13 Novembre 2018 di Giuseppe Migliorino

Le voci degli ultimi giorni erano vere: Apple ha confermato che il chip T2 può limitare la possibilità di far riparare da terze parti i Mac più recenti.

Apple ha confermato a The Verge che il co-processore T2 può limitare le riparazioni di terze parti per alcuni componenti dei Mac più recenti. Apple non ha fornito un elenco completo dei componenti interessati, né ha dichiarato quali modelli sono “limitati” in termini di riparazioni da parte di terze parti non ufficiali.

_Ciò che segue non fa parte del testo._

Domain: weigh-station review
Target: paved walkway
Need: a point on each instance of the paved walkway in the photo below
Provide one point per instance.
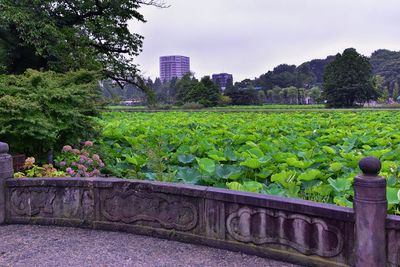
(24, 245)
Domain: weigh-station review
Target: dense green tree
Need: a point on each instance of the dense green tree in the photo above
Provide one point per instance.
(348, 80)
(395, 94)
(387, 64)
(70, 35)
(315, 94)
(42, 111)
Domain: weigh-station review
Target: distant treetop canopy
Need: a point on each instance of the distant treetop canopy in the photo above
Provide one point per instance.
(70, 35)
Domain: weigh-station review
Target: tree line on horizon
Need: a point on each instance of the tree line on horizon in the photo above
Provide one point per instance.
(285, 84)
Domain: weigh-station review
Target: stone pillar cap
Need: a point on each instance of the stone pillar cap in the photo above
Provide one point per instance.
(370, 166)
(3, 148)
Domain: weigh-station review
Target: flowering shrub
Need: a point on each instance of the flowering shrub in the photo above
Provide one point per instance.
(30, 169)
(80, 163)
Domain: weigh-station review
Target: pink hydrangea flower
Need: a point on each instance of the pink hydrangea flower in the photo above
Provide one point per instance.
(82, 158)
(67, 148)
(88, 143)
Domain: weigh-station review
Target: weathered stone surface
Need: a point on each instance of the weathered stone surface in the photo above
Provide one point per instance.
(305, 234)
(6, 171)
(370, 206)
(281, 228)
(51, 203)
(131, 206)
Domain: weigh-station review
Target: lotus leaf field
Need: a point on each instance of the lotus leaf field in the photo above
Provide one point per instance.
(308, 155)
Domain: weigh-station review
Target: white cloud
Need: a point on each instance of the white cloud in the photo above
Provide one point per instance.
(249, 37)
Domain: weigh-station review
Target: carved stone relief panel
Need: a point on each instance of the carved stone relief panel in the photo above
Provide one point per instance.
(32, 201)
(166, 211)
(305, 234)
(50, 202)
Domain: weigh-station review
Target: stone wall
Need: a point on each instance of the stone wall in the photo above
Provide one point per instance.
(294, 230)
(282, 228)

Salvo sorprese, però, il chip T2 potrebbe rendere impossibile per terze parti riparare la scheda logica e il sensore Touch ID. Nella pratica, iFixit non ha riscontrato alcun blocco durante la riparazione di un MacBook Pro con chip T2, suggerendo che tali limitazioni sono probabilmente circoscritte a pochi componenti.

Ci sono inoltre delle ragioni pratiche per cui Apple potrebbe utilizzare il chip T2 per limitare le riparazioni di terze parti. T2 elabora le chiavi di avvio sicure e i dati delle impronte digitali Touch ID. Con questa limitazione, Apple vuole evitare che qualcuno possa impossessarsi di questi dati sensibili.

Rimane però anche un ulteriore limite che obbligherà gli utenti a rivolgersi unicamente ad Apple per effettuare alcune riparazioni su tali Mac.